Takiego łamania – bezczelnego i brutalnego – prawa i konstytucji nie było nigdy. Oczywiście – Polacy byli przez liberalno-lewicowe media miażdżeni informacjami o tym, jak to prawo było łamane przez poprzednie osiem lat. Tylko prawo w żadnym stopniu nie było wtedy łamane – powiedział Andrzej Duda.
Jak stwierdził na antenie telewizji W Polsce 24 prezydent Andrzej Duda, „mamy dzisiaj sytuację, w której praworządność jest łamana w sposób najbardziej drastyczny odkąd pamięta po 1989 roku”.

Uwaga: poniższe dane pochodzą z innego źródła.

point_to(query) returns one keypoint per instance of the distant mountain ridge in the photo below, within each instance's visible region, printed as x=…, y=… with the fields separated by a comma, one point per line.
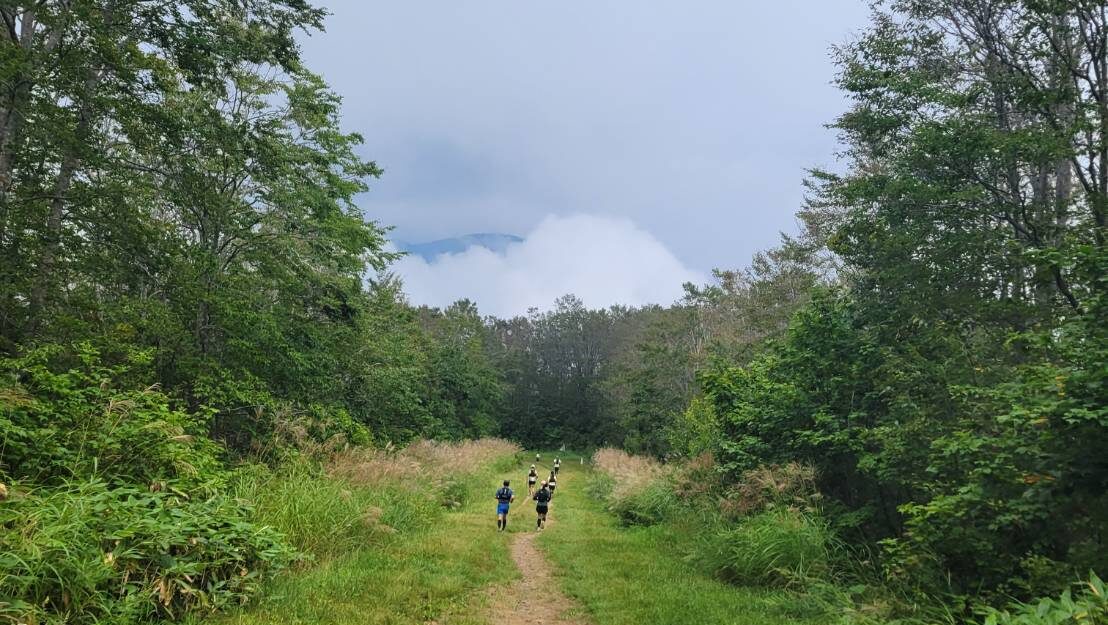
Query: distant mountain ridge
x=493, y=242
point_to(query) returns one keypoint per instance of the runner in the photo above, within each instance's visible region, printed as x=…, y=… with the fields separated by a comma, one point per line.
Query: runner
x=504, y=499
x=532, y=478
x=542, y=505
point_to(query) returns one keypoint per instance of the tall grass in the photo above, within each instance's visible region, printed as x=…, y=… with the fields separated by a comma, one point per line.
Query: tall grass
x=363, y=497
x=770, y=549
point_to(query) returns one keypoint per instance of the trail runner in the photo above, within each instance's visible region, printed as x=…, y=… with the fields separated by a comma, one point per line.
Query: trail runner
x=542, y=505
x=504, y=499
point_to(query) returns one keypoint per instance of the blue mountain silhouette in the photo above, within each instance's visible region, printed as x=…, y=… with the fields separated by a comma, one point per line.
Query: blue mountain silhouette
x=493, y=242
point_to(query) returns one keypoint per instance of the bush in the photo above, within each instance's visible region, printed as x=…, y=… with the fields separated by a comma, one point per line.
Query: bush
x=85, y=420
x=89, y=552
x=1088, y=607
x=648, y=505
x=770, y=549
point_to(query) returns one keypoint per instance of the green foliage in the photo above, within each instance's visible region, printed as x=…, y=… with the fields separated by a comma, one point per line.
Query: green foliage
x=652, y=504
x=89, y=552
x=1088, y=607
x=773, y=547
x=58, y=424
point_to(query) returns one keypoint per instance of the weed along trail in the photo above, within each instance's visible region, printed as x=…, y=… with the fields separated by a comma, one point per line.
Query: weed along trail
x=535, y=598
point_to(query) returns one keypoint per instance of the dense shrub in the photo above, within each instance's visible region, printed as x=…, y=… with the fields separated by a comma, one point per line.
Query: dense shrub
x=1088, y=607
x=90, y=552
x=652, y=504
x=65, y=415
x=770, y=549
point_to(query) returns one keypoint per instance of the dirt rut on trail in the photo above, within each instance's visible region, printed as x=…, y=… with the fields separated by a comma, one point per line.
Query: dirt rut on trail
x=535, y=600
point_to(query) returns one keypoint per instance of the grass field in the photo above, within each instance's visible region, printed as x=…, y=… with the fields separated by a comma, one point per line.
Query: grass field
x=437, y=570
x=635, y=575
x=431, y=570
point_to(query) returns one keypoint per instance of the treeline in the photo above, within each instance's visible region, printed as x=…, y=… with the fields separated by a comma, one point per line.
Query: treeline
x=935, y=344
x=182, y=287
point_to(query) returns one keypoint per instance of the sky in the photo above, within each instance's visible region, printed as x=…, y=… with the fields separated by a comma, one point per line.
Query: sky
x=679, y=131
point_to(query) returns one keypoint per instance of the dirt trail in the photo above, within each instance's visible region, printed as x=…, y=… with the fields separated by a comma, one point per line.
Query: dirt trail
x=535, y=600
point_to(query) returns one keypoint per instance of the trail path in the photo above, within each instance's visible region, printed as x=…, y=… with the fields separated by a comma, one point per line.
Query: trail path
x=535, y=598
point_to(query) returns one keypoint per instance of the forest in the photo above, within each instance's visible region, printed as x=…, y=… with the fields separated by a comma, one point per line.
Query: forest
x=190, y=295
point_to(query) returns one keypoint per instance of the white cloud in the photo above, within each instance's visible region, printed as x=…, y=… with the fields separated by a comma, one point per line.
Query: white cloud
x=603, y=260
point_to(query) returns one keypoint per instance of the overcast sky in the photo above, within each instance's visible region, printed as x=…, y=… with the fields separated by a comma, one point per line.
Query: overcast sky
x=689, y=123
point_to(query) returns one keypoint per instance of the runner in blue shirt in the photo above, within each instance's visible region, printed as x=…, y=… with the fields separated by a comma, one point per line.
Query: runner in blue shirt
x=504, y=499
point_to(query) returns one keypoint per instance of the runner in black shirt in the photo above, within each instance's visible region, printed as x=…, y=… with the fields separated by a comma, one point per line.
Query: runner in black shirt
x=542, y=505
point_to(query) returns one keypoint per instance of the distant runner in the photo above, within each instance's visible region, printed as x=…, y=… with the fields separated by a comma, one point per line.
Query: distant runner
x=532, y=478
x=542, y=505
x=504, y=498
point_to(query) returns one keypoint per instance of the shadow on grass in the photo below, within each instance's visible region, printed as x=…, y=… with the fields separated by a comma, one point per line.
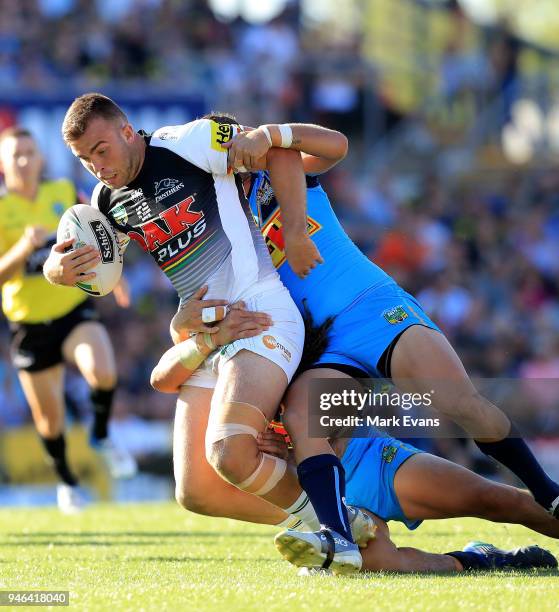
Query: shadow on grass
x=185, y=558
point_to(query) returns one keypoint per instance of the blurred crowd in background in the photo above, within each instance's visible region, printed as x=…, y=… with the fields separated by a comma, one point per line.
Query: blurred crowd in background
x=473, y=236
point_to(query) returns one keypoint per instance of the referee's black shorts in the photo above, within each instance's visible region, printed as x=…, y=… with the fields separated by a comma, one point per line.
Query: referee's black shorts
x=38, y=346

– Takiego łamania – bezczelnego i brutalnego – prawa i konstytucji nie było nigdy. Oczywiście – Polacy byli przez liberalno-lewicowe media miażdżeni informacjami o tym, jak to prawo było łamane przez poprzednie osiem lat. Tylko prawo w żadnym stopniu nie było wtedy łamane – było legalnie ustanawiane przez legalnie wybrane władze, zgodnie ze wszystkimi procedurami – stwierdził. – Po drugie – wrzaski środowisk sędziowskich czy największych koryfeuszy nauk prawnych o tym, że coś jest niezgodne z konstytucją, nic nie znaczą w sensie prawnym. Coś jest albo nie jest zgodne z konstytucją dopiero wtedy, kiedy stwierdzi to TK – dodał prezydent.
Andrzej Duda: Będzie bardzo trudno przywrócić stan normalności
– Po wyborach w 2015 roku ci, którzy te wybory przegrali i zostali skarceni przez polskie społeczeństwo, nie uznawali werdyktu wyborów – stwierdził Duda. – Oni uważali, że demokracja jest tylko wtedy, kiedy oni wygrywają wybory. Ludzie wyrwani granatem z komuny – podkreślił.
Zdaniem Andrzeja Dudy, „będzie bardzo trudno przywrócić stan normalności”. – Będzie to trudne w sytuacji, gdzie przez całe lata wszelkie ważne elementy, które są immanentnie związane z normalnym funkcjonowaniem państwa demokratycznego, były podważane i deptane. Publiczne i powszechnie – powiedział prezydent. – Jedną z prostych zasad demokracji jest to, że są partie i ludzie idą do wyborów. Obywatele głosują i podejmują decyzję. Nikt nie kwestionuje ostatnich wyborów, ja uznaję ich werdykt, nie mam wątpliwości kto stanowi koalicję rządzącą i nie podważam legitymacji tej koalicji – dodał. – Ale jestem prezydentem i też zostałem wybrany w wyborach powszechnych. Obiecałem, że do samego końca będę realizował moje prezydenckie zadania najlepiej jak potrafię i po prostu to robię – zaznaczył Andrzej Duda.